Recently the Office of the Patient Ombudsman released its first annual report to the public. Of the 550 written complaints that the Office received last year – one of the top two complaints by patients was concerns over their discharge process.
Patient Oriented Discharge Summary (PODS) is a new and proven tool to help patients better manage their post-hospital care and it is alleviating some of that stress for patients and their caregivers.
St. Francis Memorial Hospital in Barry’s Bay went live with the initiative in October and Renfrew Victoria Hospital will launch the program in the new year.
The PODS project was selected for funding by the Adopting Research to Improve Care (Arctic) Program. Funds were received through this initiative for the clinical teams to work with patients and families to implement this initiative.
Chris Ferguson, RVH Vice President of Patient Care Services and PODS project lead, notes that this work aligns perfectly with the work all organizations have been doing related to patient and family centred care to improve the patient experience including the discharge process. Hospital admissions can be stressful, and it is important patients get information to ensure a safe seamless transition back home.
“The project started with a pre-implementation survey with discharged patients and families to determine how the discharge process could be improved,” says Ferguson. “That information has been used to further refine this tool to meet the needs of our patients. The Patient Oriented Discharge Summary (PODS) was also reviewed at the Patient and Family Advisory Council (PFAC) to ensure this will make a difference for the patients been discharged from our organizations.”
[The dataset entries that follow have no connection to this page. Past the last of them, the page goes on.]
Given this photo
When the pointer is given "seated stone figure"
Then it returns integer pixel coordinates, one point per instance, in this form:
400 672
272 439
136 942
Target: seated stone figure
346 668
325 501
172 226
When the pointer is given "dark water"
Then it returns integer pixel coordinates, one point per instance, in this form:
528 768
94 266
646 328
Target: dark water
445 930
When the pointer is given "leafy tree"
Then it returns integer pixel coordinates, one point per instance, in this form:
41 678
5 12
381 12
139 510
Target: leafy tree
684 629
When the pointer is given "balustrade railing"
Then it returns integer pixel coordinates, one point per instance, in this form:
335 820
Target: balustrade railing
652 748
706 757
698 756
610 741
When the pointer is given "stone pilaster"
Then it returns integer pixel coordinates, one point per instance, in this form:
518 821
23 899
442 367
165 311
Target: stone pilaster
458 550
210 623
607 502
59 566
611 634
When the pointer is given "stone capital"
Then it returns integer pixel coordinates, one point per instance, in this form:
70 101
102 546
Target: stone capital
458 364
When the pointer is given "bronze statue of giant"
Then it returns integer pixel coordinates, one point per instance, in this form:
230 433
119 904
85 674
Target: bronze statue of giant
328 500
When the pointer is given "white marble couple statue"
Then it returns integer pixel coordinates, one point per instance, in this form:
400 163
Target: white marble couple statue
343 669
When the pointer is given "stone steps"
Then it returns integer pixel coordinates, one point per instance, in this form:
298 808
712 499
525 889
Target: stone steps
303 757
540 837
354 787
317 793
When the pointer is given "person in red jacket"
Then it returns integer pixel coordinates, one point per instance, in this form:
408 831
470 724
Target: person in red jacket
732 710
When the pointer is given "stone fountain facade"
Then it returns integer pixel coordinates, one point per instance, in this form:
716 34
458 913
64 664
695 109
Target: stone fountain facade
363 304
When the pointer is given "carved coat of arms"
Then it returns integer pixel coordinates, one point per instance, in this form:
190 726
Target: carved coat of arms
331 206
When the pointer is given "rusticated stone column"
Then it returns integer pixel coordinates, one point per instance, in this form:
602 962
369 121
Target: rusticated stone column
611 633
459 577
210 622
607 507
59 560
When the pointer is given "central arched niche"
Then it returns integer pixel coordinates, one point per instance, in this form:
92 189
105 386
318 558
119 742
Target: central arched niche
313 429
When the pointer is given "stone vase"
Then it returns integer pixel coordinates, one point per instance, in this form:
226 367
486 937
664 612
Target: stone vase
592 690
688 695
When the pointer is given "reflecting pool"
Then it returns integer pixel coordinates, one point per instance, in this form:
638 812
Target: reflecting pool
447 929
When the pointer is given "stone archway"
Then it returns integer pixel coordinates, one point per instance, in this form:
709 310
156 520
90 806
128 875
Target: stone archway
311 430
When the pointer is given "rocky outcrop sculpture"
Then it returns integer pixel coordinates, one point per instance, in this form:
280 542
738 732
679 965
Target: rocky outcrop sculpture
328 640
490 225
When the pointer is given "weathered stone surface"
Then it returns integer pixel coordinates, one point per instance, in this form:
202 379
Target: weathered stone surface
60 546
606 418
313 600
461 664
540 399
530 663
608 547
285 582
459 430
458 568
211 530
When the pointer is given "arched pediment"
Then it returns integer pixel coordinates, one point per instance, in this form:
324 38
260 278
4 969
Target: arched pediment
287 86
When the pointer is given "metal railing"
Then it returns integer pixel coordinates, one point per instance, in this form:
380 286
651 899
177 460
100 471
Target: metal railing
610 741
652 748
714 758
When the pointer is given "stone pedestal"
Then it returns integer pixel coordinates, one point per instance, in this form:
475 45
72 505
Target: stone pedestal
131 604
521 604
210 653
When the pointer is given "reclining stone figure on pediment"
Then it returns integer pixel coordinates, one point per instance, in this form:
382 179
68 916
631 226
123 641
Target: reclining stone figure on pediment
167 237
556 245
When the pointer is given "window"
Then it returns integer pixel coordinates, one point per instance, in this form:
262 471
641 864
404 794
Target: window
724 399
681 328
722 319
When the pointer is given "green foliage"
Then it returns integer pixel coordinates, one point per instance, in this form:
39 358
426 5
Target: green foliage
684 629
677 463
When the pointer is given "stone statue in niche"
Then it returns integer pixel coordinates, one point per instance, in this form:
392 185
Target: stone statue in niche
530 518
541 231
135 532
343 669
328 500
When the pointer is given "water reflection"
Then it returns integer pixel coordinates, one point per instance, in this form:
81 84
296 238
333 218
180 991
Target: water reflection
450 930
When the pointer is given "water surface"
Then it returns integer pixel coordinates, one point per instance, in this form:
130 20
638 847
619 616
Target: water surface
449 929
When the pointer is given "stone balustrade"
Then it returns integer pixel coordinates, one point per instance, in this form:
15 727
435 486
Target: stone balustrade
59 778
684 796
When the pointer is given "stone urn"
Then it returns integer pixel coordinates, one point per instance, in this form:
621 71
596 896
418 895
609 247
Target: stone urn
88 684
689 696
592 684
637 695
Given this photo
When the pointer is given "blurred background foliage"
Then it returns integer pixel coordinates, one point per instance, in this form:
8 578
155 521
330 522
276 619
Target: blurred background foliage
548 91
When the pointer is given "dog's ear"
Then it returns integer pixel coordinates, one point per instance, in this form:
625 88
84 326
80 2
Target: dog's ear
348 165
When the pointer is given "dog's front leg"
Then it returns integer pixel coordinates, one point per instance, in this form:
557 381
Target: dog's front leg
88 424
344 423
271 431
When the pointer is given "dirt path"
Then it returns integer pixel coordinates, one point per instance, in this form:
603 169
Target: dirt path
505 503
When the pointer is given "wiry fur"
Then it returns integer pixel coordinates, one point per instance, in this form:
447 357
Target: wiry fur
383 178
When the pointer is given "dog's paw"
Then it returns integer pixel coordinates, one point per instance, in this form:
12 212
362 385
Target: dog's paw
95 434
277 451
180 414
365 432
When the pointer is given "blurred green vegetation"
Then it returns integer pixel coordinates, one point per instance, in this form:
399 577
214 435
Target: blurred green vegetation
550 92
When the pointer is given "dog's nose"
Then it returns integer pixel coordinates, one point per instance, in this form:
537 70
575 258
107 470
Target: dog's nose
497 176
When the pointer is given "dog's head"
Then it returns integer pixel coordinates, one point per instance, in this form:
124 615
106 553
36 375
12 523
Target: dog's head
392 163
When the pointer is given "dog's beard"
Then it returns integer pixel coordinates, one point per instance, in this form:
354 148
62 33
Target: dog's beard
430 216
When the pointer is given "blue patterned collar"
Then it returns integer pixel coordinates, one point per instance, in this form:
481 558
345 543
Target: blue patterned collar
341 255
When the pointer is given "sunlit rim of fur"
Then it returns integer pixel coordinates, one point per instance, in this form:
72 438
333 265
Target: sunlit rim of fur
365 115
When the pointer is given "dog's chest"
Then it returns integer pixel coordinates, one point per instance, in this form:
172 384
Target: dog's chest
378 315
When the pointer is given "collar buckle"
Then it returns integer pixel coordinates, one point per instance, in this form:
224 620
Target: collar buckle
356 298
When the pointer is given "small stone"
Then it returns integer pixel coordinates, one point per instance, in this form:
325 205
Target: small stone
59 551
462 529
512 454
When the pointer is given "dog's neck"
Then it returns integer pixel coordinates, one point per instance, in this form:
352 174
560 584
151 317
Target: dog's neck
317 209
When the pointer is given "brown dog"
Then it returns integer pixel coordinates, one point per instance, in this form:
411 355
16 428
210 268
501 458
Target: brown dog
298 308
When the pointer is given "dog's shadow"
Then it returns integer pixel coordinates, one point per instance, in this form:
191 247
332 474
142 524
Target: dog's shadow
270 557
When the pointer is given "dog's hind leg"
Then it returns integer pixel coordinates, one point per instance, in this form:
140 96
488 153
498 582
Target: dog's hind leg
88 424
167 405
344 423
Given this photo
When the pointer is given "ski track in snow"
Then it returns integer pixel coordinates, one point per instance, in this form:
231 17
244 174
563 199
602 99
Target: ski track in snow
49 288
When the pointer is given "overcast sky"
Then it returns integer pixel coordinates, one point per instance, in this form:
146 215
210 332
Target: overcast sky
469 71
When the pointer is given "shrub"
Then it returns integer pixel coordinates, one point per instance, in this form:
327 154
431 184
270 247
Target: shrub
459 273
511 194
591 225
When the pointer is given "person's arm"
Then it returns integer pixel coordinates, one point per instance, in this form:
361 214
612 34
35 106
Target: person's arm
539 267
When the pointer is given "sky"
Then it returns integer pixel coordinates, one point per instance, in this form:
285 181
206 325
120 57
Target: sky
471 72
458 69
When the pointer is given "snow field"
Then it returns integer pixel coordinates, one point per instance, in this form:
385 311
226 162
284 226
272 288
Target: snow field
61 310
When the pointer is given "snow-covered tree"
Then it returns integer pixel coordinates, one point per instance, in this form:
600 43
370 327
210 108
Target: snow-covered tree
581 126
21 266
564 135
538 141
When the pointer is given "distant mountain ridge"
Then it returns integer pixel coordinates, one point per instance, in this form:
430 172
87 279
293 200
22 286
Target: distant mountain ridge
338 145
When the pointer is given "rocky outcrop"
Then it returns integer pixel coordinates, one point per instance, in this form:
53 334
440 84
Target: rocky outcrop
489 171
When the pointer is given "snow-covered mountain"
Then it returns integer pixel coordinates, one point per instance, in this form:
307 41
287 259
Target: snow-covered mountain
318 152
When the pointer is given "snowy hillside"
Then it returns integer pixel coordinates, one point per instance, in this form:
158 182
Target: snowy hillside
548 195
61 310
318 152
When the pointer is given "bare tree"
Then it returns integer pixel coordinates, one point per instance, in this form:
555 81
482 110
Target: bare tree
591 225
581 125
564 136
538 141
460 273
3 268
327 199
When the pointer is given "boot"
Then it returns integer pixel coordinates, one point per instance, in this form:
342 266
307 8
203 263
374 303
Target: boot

Co-developed by University Health Network’s OpenLab, patients and health care providers, PODS applies best practices in design and adult learning. It provides patients with a set of clear and easy-to-understand instructions upon discharge, helping make their transition home go as smoothly as possible and improve patient adherence to post-hospital care plans.
It also offers an individualized and tailored discharge process for each patient. This unique approach increases patients’ confidence in their ability to care for themselves once home.
An official launch for the adoption of PODS by 27 hospitals across Ontario will take place on Monday, November 27, at the Centre for Addiction and Mental Health in Toronto.
Fast facts:
A report by the province’s Avoidable Hospitalization Expert Panel found communication of discharge instructions by hospitals was often poor because patients did not understand medical terms, were not fluent in English, were not able to memorize instructions or were too stressed at the time of discharge to absorb information.
The PODS tool highlights five important issues for patients leaving hospital:
1. Medications they need to take
2. How they might feel and what to do
3. Changes to their routine
4. Appointments they have to go to
5. Where to go for more information
A 2015 patient satisfaction survey from the first eight hospitals where PODS was implemented show patient satisfaction scores about their discharge experience increased between 9.3% and 19.4% after PODS was adopted.
PODS has spread to and is being adopted by 27 hospitals across Ontario  with support from ARTIC (Adopting Research to Improve Care), a joint program of the Council of Academic Hospitals of Ontario and Health Quality Ontario
While 50,000 patients will benefit from PODS in its first year, far more will benefit as this becomes a new model of care in the future.